I just want to say a thing or two about forums. if you dont KNOW an answer to a question, you probably shouldnt reply. that being said, if someone gives advice, lets say "use half inch plywood", and you feel that isnt what you wanted to hear, go bigger. my point is this, if the glass on your aquarium is evenly, partially supported on the sides in question, it will not fail. however, if you are uncomfortable with the overhang, get some wood, solid or ply, and cut it to at least the footprint of your tanks. 1/4 will do as well as 3/4 in your case because the tiny bit of overhang isnt really supporting anything and as long as the tank is level the weight is distributed over every inch of wood/aquarium contact so regardless of thickness, it wont break or fail you. removing the overhang with supporting wood will give you some piece of mind in the case your setups do get bumped in the night, so to speak. i build furniture, and tanks are like furniture in the sense that the greatest threat is racking, or side to side movement, not up and down pressure, so just get it evenly supported and safe in the case of accidental contact and you are all set. this may be long-winded and after the fact, but i hate to see potential arguments about who said what, especially if no one really knows what they are saying, almost as much as i hate to see misinformation cause someone problems.


----------



## UNIDEKE (Apr 15, 2012)

Have you thout about cords and filter hanging off the back?
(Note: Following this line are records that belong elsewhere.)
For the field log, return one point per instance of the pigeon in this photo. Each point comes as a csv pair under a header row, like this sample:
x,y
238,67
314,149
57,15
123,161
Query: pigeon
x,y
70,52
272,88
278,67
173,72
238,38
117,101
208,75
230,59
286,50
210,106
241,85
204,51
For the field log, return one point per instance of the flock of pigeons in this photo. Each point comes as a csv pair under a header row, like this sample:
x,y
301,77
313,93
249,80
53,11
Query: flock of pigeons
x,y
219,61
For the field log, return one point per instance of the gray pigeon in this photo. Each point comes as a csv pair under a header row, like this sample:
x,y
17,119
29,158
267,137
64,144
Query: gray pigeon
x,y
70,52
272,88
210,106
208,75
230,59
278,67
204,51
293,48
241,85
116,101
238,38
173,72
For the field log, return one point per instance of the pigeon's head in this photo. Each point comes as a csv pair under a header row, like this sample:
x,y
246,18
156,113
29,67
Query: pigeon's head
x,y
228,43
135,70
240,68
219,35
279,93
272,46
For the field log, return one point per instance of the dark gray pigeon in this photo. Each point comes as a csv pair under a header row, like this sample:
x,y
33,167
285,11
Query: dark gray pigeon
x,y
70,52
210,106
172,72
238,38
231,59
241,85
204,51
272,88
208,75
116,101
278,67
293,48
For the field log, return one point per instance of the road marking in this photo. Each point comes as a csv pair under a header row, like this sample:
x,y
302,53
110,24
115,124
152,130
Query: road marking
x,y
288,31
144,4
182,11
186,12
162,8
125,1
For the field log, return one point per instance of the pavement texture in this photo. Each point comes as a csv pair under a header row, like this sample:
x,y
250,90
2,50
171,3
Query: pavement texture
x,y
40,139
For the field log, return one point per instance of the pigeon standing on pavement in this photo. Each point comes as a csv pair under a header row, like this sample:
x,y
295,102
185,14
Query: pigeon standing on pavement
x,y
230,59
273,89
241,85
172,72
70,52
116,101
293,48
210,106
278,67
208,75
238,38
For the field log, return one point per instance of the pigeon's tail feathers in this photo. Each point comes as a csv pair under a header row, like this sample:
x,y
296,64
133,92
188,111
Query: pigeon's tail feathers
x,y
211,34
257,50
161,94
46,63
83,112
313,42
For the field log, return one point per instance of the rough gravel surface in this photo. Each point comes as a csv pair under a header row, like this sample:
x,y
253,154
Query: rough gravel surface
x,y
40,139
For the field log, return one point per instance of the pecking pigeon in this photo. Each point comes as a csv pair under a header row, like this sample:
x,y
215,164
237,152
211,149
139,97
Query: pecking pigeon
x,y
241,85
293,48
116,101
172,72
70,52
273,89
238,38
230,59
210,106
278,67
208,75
I suggest getting a piece of plywood to set it on...


----------



## 13razorbackfan (Sep 28, 2011)

I recently finished a project including building a stand for a 40g breeder as well. At first the back and even the sides hung over about 1/4" in certain spots. I should have made the stand a bit bigger to compensate for any mis-measurements instead of trying to be exact. So I went out and bought a a couple of 1 X 8" to put on top and screwed them down. As long as all four corners are touching and the tank is level you will be ok. I hope it all worked out for the best.


----------